Alles begann im letzten Frühling. Es war ein Sonntag Abend und ich packte wie üblich meinen Koffer für die nächste Woche - Anzüge, Kleider und was ich sonst noch für meine drei Tage auf Geschäftsreise benötigen würde. Ich war soweit startklar, um am nächsten Morgen in den Zug zu steigen. Gemütlich auf der Couch lümmelnd hörte ich auf einmal, dass mein Geschäftshandy den Eingang einer Email meldete. Am Sonntag nach 23 Uhr? Da stimmte doch eindeutig etwas nicht. Also erhob ich mich von meinem gemütlichen Platz und ging zu meiner Handtasche und fischte den kleinen Störenfried heraus und prüfte den Posteingang. Der Geschäftsführer meiner Firma cancelte bis auf weiteres alle Geschäftsreisen der Berater - damit begann der Coronaausnahmezustand. Ich ging noch völlig verblüfft in mein Schlafzimmer, sah den offenen Koffer und meine Neuerwerbung, die oben auf lag: ein klassisches Kleid von Burburry, das ich in einem Secondhandshop erworben hatte.
Es dauerte bis September, bis mein Kleid die Gelegenheit bekam seinen großen Aufritt hinzulegen.
Ein Jahr lang sah ich dabei zu wie meine hübschen Anzüge, Kleider und Kostüme im Schrank hängen blieben und mein täglicher Bedarf an Kleidung auf ein Mindestmaß zusammenschrumpfte.
Ich war frustriert und traurig - all diese liebevoll zusammengetragenen Kostbarkeiten hatten es doch verdient getragen zu werden. Die Welt musste sie sehen. Stattdessen fristeten sie nun ein unspektakuläres Dasein hinter den weißen Türen meines Kleiderschranks.

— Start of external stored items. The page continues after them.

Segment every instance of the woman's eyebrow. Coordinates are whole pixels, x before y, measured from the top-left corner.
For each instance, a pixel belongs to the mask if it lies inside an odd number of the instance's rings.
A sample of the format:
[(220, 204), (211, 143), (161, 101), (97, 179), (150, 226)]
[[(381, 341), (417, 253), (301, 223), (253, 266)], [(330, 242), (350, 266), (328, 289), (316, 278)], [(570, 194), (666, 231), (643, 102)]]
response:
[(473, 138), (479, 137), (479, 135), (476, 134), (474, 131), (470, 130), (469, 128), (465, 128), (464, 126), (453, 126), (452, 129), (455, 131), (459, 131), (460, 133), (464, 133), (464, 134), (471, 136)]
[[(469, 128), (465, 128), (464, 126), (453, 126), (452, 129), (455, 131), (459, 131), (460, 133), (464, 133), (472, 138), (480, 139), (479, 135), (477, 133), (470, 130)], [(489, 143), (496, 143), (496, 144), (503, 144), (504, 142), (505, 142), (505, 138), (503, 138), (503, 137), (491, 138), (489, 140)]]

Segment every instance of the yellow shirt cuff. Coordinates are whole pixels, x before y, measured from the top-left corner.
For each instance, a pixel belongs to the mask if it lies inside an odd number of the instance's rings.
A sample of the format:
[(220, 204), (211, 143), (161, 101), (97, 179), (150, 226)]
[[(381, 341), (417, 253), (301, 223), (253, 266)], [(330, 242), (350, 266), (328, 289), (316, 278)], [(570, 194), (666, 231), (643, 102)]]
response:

All dies nahm ich zum Anlass über die Kleidung nachzudenken, die ich mir im Laufe eines Jahres in der Regel kaufte - hier ein Teil und dort noch eins. Seit vielen Jahren kaufe ich mir alles wozu ich so Lust habe. Was sich im Laufe der Zeit geändert hat? Ich kaufe fast ausschließlich ökologisch korrekte Kleidung oder Secondhandware. Aber die Menge war nichts desto trotz beeindruckend. Und war sie überhaupt nötigt?

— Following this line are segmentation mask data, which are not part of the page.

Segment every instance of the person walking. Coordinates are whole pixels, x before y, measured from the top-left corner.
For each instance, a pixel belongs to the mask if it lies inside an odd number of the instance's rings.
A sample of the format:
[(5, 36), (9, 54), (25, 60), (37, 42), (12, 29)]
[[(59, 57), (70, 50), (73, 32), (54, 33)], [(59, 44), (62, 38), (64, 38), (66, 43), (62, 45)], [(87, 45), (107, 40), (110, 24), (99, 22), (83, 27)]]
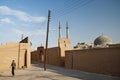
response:
[(12, 71), (11, 71), (11, 72), (12, 72), (12, 76), (14, 76), (14, 75), (15, 75), (15, 71), (14, 71), (14, 70), (15, 70), (15, 68), (16, 68), (15, 60), (12, 61), (11, 67), (12, 67)]

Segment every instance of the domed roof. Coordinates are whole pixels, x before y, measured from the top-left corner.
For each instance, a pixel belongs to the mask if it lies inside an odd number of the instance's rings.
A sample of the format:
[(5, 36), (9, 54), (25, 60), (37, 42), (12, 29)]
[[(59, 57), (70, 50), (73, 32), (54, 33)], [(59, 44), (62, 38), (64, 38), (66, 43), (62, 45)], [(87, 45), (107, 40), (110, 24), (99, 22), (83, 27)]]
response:
[(112, 43), (112, 39), (110, 39), (108, 36), (105, 35), (101, 35), (94, 40), (95, 45), (111, 44), (111, 43)]

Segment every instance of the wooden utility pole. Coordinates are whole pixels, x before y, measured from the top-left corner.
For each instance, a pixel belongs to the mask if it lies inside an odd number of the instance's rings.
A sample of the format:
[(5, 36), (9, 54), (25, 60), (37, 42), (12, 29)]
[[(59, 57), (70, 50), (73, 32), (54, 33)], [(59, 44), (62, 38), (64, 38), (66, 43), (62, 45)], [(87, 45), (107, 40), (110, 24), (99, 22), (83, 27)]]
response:
[(47, 34), (46, 34), (46, 47), (45, 47), (45, 53), (44, 53), (44, 71), (46, 71), (46, 65), (47, 65), (47, 47), (48, 47), (49, 23), (50, 23), (50, 10), (48, 10)]

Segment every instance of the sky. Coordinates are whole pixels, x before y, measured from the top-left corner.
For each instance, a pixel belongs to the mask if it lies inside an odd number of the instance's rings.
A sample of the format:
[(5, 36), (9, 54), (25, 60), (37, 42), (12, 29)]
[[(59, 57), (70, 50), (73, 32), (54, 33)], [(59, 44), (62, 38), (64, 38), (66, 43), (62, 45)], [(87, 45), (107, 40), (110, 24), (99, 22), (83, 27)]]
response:
[(71, 47), (91, 44), (100, 35), (120, 43), (120, 0), (0, 0), (0, 43), (29, 37), (31, 48), (45, 46), (48, 10), (51, 11), (48, 47), (58, 45), (69, 25)]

Und mit dieser Frage stellte sich die Nächste. Was ist mit meinen Schuhen, den Tüchern, den Gürteln? Da musste sich doch etwas tun lassen! Also beschloss ich fürs neue Jahr eine Challange auszurufen.
Ich wollte mir ein Jahr lang keine Kleidung kaufen. Ja, auch keine Schuhe!

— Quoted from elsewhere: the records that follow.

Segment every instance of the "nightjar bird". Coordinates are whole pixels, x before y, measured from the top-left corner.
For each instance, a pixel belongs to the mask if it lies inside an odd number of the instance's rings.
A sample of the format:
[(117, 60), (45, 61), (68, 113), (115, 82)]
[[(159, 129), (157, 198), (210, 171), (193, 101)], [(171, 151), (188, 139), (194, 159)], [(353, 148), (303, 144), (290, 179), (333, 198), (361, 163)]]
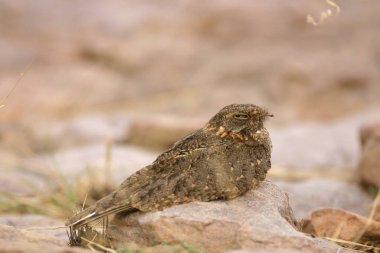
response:
[(271, 167), (272, 144), (264, 122), (272, 116), (252, 104), (224, 107), (203, 128), (175, 143), (66, 225), (77, 228), (119, 212), (149, 212), (242, 195), (257, 187)]

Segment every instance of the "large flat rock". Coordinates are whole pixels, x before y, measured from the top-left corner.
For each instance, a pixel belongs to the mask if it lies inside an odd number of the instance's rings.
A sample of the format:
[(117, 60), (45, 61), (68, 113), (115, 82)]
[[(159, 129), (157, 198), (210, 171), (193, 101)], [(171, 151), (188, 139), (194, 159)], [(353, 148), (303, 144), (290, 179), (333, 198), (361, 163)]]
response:
[[(119, 215), (120, 216), (120, 215)], [(336, 252), (338, 246), (298, 232), (285, 192), (270, 181), (231, 201), (193, 202), (114, 219), (115, 245), (151, 247), (186, 242), (197, 250), (298, 249)]]
[(62, 245), (67, 244), (67, 229), (60, 219), (38, 214), (3, 214), (0, 215), (0, 224), (54, 237)]
[(70, 248), (64, 221), (43, 215), (0, 215), (0, 252), (86, 253)]
[(0, 224), (0, 252), (4, 253), (85, 253), (85, 249), (69, 248), (67, 243), (38, 231), (17, 229)]

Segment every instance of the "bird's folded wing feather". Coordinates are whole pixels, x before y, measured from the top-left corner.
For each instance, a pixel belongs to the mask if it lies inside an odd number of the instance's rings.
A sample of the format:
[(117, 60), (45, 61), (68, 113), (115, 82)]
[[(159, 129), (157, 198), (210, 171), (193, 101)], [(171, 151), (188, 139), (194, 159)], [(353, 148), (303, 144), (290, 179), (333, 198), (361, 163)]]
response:
[(188, 135), (171, 149), (159, 155), (151, 165), (128, 177), (116, 191), (74, 215), (66, 225), (88, 224), (104, 216), (125, 210), (159, 209), (160, 206), (154, 204), (162, 201), (158, 196), (170, 194), (173, 187), (180, 182), (187, 180), (189, 183), (190, 179), (186, 179), (188, 175), (184, 164), (196, 159), (210, 148), (210, 144), (204, 141), (205, 139), (202, 131)]

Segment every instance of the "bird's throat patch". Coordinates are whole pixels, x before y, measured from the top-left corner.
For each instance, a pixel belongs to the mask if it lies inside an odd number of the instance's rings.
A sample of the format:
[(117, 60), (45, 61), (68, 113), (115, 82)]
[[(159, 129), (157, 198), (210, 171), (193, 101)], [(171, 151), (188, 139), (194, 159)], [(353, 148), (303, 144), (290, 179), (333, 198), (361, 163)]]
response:
[(243, 135), (241, 132), (234, 132), (225, 129), (224, 127), (219, 127), (218, 131), (216, 132), (216, 135), (224, 138), (227, 136), (232, 137), (233, 139), (239, 139), (241, 141), (248, 141), (248, 136)]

Ich hatte doch von allem mehr als genug. Das sollte doch zu schaffen sein!
Heute ist Ostersonntag, das Ende der Fastenzeit, 40 Tagen in denen man bewusst verzichtet. Ich selbst verzichte seit dem 01. Januar und bin immer noch dabei.
Bin ich stolz darauf so lange durchgehalten zu haben? Sehr.
War es schwierig? Sehr.
Ich hätte mir wirklich nicht vorstellen können, wie sehr ich mit mir kämpfen müsste. Und immer wenn ich mal eine gute Phase hatte kam ein Katalog ins Haus mit hübschen Kleidern, die mir zuflüsterten: "Ach komm Süße, nur eins - keine Massen. Einmal ist keinmal!" Ich habe aufgehört zu zählen wie oft ich einen dieser Katalog quer durchs Zimmer warf, um meinem Frust Ausdruck zu verleihen.
Die Newsletter meiner liebsten Onlineshops hatte ich vorsorglich im Dezember alle gekündigt und die Apps vom Smartphone gelöscht. Ich wollte mir selbst eine echte Chance geben. Aber diese blöden Kataloge kommen einfach ins Haus und man kann es nicht verhindern. Mittlerweile wandern sie unbesehen direkt ins Altpapier - es mindert deutlich den Schmerz.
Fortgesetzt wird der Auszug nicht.